3YKジョグにチャンバーを装着すると、純正状態とは燃調バランスが変わるため、MJ(メインジェット)やSJ(スロージェット)のセッティングが必要になることがあります。
特にZEROチャンバーやRBワークスなどは特性が異なり、以前のセッティングがそのまま合わないケースも珍しくありません。
この記事では、3YKジョグへZEROチャンバー ストレートタイプを装着した際のMJ・SJセッティングの考え方や、被り症状の調整ポイントについて解説します。
RBワークスとZEROチャンバーでは特性が違う
同じチャンバー交換でも、メーカーや構造によって回転特性はかなり変わります。
RBワークスのショットガンチャンバーは比較的トルク寄りと言われることがありますが、ZEROチャンバーのストレートタイプは高回転寄りになる傾向があります。
そのため、RBワークス時代のMJ93・SJ56をそのまま使用すると、濃すぎたり薄すぎたりする可能性があります。
特に「被っていた」という症状があるなら、まず燃料が濃い方向を疑うケースが多いです。
3YK+ZEROチャンバーの一般的なセッティング傾向
車体個体差や季節、エアクリ状態で変わるため断定はできませんが、3YKジョグで比較的多い方向性としては次のような範囲があります。
| 項目 | 目安 |
|---|---|
| MJ | 88〜95付近 |
| SJ | 50〜56付近 |
| ニードル | 中段〜1段薄め |
現在の93/56で被っていたなら、まずはMJ90前後、SJ52〜54あたりへ下げて確認する人もいます。
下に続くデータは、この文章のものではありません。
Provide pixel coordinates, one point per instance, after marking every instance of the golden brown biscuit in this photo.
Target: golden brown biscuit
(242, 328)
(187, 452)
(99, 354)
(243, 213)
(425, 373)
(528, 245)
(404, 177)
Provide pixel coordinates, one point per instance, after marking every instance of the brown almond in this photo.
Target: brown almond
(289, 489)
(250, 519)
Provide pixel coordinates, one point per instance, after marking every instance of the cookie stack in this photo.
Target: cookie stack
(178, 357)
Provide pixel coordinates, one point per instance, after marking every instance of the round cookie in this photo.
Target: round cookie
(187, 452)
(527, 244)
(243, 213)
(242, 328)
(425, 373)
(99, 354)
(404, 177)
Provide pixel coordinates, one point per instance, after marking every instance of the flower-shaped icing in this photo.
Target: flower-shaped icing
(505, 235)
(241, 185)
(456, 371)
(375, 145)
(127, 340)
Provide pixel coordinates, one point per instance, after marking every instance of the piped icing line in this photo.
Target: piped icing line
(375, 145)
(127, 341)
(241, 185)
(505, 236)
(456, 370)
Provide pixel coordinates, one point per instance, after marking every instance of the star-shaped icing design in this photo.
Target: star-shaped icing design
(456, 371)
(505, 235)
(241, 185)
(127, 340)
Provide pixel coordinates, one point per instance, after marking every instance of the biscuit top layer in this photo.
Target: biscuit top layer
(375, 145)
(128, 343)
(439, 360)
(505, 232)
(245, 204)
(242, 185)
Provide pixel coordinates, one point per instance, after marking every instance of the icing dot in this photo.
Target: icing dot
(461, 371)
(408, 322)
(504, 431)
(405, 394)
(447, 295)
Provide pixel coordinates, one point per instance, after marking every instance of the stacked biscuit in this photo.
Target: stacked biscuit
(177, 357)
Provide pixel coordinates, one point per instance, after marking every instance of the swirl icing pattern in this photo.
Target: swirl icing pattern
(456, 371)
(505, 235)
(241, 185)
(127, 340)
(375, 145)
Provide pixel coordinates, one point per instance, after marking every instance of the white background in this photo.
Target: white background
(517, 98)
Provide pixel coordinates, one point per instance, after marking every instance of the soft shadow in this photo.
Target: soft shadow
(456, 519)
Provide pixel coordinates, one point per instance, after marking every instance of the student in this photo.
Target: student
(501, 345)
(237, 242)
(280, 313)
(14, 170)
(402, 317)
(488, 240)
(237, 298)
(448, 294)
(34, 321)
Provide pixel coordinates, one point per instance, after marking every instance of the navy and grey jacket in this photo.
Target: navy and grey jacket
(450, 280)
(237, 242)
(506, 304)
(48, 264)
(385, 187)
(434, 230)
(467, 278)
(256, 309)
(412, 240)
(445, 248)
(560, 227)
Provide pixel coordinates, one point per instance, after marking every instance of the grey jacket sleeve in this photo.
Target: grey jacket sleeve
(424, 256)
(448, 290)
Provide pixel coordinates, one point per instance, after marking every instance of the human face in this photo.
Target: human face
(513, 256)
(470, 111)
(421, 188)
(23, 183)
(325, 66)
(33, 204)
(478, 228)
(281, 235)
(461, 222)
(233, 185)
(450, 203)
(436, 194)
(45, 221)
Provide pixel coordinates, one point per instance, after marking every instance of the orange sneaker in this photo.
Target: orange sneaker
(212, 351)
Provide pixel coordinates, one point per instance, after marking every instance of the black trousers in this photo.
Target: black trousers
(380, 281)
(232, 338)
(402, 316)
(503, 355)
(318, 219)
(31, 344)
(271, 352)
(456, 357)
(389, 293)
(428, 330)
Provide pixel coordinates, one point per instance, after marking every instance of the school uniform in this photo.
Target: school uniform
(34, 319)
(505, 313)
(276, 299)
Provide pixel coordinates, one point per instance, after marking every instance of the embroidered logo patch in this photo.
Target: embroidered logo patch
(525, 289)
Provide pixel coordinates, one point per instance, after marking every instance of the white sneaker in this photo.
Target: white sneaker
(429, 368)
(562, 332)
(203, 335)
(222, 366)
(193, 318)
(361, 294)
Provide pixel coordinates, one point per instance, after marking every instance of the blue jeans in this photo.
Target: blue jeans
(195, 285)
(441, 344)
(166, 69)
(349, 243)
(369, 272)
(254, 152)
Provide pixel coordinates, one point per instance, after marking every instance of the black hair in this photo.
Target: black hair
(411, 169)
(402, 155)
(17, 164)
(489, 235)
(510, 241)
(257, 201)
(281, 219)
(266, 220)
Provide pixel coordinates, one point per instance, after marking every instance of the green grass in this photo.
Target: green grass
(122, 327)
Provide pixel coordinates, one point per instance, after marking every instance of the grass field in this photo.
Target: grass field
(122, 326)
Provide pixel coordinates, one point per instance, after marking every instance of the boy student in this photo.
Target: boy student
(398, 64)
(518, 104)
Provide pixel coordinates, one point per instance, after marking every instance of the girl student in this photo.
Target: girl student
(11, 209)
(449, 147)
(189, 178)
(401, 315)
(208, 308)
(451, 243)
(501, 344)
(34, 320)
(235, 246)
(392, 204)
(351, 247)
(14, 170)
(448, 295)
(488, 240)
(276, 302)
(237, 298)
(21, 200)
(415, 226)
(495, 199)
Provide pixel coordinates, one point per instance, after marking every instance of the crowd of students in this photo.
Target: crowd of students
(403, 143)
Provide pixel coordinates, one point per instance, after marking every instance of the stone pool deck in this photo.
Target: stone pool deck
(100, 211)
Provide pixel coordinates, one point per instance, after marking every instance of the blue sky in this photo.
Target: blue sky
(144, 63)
ただし、これはあくまで“始点”であり、最終的には実走確認が必要です。
「被る」症状が出る時の特徴
2ストスクーターでは、燃料が濃すぎると以下のような症状が出やすくなります。
- アクセル開け始めが重い
- 高回転まで吹けない
- プラグが真っ黒
- エンジンがボボボと失火する
- 再始動しにくい
特にSJが濃いと低開度で被りやすく、MJが濃いと全開域で吹けなくなることがあります。
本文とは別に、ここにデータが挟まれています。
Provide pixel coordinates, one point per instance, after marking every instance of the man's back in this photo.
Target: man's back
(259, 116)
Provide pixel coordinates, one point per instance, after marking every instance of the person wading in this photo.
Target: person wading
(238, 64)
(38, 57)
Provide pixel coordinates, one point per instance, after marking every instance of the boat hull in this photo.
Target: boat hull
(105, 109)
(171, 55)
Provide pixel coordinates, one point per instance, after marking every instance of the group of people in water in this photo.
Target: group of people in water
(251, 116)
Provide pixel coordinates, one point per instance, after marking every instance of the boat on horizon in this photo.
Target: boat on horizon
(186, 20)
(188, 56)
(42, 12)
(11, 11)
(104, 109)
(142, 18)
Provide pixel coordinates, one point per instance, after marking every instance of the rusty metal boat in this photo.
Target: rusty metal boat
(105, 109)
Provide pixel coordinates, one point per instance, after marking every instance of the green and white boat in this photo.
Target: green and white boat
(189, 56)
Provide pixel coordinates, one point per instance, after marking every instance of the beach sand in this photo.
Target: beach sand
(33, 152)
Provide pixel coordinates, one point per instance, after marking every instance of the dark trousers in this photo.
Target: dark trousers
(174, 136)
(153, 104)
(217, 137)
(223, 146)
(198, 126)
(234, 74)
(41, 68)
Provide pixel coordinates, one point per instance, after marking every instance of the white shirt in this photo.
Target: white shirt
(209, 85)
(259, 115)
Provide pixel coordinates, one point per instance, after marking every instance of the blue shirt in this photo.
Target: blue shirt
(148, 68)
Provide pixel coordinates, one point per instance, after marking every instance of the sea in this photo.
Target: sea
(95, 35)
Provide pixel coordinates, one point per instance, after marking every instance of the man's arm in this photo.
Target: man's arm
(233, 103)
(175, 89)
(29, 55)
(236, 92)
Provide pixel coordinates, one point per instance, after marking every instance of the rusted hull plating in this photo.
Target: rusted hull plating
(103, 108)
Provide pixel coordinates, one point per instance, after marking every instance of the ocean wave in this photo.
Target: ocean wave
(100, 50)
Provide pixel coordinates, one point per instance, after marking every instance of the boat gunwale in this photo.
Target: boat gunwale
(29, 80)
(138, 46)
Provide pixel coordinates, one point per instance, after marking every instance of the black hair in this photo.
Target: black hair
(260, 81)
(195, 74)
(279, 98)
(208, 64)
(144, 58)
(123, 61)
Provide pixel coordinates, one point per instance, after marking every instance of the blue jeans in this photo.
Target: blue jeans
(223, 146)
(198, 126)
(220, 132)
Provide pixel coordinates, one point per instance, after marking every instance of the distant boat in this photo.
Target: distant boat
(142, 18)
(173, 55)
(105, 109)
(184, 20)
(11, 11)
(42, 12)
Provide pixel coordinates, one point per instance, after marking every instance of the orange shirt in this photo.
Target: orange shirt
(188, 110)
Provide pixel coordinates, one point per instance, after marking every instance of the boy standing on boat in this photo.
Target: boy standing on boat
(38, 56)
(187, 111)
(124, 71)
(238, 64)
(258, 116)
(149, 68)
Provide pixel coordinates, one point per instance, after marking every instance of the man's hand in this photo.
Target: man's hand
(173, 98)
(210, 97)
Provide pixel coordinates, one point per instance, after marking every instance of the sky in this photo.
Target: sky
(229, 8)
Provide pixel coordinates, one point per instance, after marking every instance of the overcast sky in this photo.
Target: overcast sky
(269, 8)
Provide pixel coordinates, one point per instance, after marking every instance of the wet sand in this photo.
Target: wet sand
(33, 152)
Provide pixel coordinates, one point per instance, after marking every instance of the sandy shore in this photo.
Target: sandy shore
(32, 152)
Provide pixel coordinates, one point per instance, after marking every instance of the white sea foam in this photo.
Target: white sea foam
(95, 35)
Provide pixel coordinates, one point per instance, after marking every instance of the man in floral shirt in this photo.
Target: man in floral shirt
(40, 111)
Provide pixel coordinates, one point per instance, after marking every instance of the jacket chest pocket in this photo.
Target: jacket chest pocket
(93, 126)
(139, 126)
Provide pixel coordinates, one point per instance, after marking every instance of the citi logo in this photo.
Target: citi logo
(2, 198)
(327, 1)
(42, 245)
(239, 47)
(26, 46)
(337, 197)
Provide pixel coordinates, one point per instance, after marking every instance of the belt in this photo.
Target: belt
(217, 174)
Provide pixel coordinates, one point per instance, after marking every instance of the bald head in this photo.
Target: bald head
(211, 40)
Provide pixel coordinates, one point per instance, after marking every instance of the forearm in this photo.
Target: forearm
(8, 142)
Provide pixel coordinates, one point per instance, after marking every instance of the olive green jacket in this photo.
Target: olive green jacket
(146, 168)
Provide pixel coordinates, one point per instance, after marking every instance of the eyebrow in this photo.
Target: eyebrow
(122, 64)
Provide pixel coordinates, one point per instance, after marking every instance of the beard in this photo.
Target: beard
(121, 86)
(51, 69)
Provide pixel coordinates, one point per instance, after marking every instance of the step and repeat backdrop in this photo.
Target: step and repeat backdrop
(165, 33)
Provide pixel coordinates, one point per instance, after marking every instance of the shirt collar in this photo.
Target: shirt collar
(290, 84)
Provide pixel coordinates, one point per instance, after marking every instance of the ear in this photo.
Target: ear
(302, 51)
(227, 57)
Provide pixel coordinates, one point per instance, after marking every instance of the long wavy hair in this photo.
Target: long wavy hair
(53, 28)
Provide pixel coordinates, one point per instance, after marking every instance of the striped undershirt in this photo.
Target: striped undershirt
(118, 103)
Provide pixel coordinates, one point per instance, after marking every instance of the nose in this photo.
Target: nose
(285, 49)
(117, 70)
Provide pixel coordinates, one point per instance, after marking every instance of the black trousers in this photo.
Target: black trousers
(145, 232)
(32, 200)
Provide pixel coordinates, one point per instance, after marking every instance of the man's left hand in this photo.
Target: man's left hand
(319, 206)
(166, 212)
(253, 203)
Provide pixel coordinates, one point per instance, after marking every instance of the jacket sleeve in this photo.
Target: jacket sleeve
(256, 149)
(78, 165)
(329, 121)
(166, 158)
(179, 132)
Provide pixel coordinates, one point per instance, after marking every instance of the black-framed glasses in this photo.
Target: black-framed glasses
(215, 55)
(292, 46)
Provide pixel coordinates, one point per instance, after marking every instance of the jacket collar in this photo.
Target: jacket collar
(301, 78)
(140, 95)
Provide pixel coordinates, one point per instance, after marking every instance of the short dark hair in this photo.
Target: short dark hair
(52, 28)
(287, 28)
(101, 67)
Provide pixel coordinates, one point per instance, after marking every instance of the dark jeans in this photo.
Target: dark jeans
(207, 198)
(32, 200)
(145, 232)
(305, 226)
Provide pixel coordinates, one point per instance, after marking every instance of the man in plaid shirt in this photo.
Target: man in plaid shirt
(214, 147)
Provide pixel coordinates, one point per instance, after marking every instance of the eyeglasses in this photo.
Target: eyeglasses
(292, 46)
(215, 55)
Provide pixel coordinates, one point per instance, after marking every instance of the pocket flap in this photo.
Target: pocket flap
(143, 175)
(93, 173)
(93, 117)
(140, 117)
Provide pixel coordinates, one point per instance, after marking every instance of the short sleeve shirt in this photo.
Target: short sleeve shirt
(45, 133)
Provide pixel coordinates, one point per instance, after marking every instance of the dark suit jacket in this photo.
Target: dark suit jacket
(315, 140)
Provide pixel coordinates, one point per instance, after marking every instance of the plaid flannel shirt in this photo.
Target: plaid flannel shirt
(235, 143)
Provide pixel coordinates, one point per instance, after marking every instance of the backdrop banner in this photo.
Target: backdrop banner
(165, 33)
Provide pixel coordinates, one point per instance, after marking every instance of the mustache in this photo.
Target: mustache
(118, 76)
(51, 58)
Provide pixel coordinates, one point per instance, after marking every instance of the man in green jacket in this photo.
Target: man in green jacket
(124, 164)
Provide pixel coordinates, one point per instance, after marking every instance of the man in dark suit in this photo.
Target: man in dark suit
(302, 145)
いきなり大きく番手変更するより、1〜2番ずつ調整した方が安全です。
まず確認したい基本ポイント
チャンバー交換時は、ジェットだけでなく吸気側も確認が必要です。
例えば次の条件でセッティングは変わります。
- 純正エアクリかパワフィルか
- エアクリ加工有無
- デイトナ赤箱CDI
- 気温・湿度
- プラグ番手
同じ3YKでも、吸気仕様が違えば適正MJはかなり変化します。
特にパワフィル仕様は一気に薄くなるため注意が必要です。
プラグ確認はかなり重要
セッティングでは「プラグの焼け色確認」が定番です。
一般的な目安は以下の通りです。
| 焼け色 | 状態 |
|---|---|
| 真っ黒 | 濃い |
| キツネ色 | 理想付近 |
| 白っぽい | 薄い・危険 |
特に2ストは薄すぎると焼き付きリスクがあるため、最初はやや濃い状態から詰める人が多いです。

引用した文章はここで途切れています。